We are developing a Windows service that listens for Milestone alarms, and exports videos that start a few seconds before and ends a few seconds after the alarm timestamp.
It listens for alarms like this:
_msgObj1 = _messageCommunication.RegisterCommunicationFilter(NewAlarmMsgReciever, new CommunicationIdFilter(MessageId.Server.NewAlarmIndication), null, EndPointType.Server);
When an alarm is triggered, the thread sleeps for a few seconds so that the full video has time to be recorded, and then the export starts, using MKVExporter.
As soon as an alarm comes in, a log entry is created with the timestamp from the alarm’s EventHeader.Timestamp, and also with the time of the log entry itself. In most cases the two timestamps differ by less than a second as expected, but sometimes they differ by several seconds, minutes or over an hour. Often when this happens, the alarm is from after the log entry, ie. from the future, so obviously something is wrong.

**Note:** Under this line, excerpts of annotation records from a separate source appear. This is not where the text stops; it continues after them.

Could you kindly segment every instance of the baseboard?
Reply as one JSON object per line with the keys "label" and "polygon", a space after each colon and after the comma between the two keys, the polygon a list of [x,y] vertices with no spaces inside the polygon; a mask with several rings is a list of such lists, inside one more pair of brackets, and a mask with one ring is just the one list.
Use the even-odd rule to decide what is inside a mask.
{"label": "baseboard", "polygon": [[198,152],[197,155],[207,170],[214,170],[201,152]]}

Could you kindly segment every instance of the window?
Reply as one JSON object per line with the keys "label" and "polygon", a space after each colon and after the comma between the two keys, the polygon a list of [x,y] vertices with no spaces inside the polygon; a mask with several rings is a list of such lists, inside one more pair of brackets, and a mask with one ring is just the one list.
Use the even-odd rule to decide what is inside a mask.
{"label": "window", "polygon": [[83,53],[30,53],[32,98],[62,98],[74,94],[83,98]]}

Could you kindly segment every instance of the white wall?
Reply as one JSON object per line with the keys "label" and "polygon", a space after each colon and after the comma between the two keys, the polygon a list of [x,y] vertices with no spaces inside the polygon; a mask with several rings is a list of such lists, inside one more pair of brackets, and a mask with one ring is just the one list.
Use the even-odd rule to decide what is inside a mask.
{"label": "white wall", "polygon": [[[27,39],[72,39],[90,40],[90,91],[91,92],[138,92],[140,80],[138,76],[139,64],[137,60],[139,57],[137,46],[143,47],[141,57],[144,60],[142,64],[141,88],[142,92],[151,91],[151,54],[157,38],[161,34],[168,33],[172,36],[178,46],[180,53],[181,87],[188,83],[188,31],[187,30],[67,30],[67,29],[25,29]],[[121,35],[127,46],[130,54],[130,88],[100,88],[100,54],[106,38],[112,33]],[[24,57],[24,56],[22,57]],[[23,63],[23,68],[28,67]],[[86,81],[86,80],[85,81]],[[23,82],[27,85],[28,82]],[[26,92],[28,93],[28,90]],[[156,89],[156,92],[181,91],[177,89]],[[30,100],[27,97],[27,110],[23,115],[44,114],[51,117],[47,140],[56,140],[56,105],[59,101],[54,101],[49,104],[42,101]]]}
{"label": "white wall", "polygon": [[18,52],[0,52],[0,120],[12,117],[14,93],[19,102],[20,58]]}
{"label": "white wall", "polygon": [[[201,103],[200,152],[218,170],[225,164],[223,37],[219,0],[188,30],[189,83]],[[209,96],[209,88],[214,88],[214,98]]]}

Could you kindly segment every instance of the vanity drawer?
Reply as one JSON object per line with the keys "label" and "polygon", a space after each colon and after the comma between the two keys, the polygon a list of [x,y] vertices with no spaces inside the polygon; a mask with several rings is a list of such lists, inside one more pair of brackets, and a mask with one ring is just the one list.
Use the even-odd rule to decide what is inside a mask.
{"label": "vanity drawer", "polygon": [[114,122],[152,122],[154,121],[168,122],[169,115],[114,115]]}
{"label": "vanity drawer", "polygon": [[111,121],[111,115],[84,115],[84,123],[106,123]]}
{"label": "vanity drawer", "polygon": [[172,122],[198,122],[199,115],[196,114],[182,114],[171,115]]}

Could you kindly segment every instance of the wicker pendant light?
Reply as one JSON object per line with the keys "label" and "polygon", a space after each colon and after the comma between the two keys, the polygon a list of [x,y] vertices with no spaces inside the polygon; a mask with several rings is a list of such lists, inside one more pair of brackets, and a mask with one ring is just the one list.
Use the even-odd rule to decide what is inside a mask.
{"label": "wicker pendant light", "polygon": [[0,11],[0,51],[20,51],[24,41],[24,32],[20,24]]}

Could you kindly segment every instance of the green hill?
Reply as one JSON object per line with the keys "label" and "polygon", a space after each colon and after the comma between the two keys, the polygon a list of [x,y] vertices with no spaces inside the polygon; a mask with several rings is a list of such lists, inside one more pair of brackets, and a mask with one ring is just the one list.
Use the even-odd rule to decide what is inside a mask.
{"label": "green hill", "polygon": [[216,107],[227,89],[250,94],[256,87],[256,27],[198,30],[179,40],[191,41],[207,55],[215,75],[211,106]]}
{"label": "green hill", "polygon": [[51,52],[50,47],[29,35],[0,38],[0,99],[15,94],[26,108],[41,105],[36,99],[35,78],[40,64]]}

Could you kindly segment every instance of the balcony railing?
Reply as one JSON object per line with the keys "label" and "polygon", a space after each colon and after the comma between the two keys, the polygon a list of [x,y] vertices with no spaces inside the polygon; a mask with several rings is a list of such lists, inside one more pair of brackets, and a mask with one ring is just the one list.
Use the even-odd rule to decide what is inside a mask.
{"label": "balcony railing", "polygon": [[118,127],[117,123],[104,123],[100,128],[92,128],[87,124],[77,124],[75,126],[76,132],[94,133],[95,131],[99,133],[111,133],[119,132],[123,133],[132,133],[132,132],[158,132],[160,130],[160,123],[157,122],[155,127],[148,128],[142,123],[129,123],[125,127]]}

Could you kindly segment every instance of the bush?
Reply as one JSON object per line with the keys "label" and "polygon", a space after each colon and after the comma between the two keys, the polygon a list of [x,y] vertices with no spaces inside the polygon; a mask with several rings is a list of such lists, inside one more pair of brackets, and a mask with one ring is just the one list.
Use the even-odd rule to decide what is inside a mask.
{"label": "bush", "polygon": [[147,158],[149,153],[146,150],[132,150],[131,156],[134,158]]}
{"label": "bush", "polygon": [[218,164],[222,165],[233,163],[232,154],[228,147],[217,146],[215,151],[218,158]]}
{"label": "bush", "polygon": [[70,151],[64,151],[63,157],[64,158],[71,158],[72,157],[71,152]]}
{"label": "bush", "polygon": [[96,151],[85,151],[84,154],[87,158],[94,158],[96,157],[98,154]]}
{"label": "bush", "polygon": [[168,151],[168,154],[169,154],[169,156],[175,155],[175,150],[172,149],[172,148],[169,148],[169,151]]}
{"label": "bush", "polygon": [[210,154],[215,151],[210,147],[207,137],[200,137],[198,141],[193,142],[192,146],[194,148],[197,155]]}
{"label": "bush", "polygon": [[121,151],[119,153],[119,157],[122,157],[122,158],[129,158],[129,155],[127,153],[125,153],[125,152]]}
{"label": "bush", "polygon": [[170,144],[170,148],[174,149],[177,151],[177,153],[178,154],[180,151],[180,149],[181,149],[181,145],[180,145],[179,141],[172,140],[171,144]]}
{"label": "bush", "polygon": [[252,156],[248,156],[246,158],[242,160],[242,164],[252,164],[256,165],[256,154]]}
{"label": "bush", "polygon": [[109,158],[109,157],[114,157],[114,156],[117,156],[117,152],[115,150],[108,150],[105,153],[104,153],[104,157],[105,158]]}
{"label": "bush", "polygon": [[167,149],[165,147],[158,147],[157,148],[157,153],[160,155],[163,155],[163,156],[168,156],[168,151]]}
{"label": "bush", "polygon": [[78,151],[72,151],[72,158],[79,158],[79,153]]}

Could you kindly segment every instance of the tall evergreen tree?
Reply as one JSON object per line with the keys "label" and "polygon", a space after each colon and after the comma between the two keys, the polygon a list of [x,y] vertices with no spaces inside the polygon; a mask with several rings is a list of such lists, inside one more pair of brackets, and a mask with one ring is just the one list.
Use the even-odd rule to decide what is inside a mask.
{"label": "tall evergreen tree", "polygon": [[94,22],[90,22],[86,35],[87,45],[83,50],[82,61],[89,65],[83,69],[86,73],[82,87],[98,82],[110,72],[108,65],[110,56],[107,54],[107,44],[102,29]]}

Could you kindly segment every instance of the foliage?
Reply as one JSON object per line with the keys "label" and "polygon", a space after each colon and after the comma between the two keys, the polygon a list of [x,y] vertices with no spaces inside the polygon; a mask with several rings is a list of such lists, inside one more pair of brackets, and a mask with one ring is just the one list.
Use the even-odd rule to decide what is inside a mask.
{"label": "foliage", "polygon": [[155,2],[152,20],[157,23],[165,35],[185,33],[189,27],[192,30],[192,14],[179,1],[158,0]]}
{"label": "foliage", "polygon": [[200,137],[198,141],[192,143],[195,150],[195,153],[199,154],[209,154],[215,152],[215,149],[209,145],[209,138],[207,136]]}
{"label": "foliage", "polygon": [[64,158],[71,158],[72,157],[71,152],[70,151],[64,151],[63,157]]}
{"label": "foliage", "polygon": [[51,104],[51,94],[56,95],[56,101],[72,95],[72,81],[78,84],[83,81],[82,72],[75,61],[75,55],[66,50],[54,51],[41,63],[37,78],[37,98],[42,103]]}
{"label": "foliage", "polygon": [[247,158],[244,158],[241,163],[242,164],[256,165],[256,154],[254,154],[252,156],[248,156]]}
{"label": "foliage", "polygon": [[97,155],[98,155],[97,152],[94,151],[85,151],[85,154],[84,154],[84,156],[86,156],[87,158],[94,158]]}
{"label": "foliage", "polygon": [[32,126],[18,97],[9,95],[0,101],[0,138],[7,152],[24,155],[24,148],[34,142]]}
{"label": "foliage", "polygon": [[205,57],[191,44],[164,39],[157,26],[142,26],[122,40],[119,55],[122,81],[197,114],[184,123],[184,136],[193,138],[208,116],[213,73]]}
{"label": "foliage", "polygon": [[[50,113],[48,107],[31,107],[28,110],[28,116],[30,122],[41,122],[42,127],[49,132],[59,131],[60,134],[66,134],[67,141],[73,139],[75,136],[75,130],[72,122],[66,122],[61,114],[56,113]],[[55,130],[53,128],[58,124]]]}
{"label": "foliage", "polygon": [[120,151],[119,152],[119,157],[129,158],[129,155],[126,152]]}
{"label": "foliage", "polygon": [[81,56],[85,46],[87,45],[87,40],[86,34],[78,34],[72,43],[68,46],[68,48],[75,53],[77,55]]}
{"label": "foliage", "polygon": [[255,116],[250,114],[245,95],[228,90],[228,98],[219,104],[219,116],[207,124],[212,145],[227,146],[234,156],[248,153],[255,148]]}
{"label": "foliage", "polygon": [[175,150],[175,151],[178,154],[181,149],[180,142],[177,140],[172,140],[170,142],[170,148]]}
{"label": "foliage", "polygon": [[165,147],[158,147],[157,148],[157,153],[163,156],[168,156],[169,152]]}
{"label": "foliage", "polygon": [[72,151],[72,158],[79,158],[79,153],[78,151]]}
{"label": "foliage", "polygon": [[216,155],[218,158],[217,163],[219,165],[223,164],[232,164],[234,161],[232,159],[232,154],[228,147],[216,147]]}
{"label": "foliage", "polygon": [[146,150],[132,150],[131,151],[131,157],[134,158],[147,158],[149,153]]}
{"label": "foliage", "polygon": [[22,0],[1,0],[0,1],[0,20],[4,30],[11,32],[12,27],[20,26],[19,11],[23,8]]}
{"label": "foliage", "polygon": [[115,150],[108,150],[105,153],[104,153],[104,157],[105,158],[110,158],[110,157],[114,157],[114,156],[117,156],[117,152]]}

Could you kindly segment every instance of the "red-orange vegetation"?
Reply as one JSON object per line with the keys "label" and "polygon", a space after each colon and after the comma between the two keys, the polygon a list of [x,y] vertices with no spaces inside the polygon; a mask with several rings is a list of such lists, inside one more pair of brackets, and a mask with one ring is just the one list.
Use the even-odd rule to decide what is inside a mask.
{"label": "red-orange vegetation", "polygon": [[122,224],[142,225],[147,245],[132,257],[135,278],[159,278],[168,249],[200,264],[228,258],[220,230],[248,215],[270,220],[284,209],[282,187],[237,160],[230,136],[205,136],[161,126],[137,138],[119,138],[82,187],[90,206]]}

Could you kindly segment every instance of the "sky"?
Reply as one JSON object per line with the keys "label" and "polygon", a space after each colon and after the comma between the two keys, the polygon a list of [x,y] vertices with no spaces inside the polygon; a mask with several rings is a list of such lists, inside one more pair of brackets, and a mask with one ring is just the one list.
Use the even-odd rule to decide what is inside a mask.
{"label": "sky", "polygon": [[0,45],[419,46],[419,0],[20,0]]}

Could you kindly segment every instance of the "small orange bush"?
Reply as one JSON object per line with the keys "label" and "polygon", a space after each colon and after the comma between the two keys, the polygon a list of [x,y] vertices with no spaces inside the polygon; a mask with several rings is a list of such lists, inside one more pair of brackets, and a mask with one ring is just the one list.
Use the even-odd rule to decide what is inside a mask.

When the time differs like this, one of two things can happen:
1. mkvExporter.StartExport fails with the following error: “NoVideoInTimeSpanMIPException: No video or audio in selected time period”
or
2. mkvExporter.StartExport succeeds but the export progress is stuck at 0% with mkvExporter.LastErrorString = “Unable to connect to toolkit!”
It gets stuck sometimes where all exports fail and the timestamp discrepancy gets larger and larger for every new alarm.
Any idea why this happens? I have not experienced this problem on my system, but it happens when our partner test it on their system. I’ll attach some Milestone logs that they sent, is there anything there that can explain this?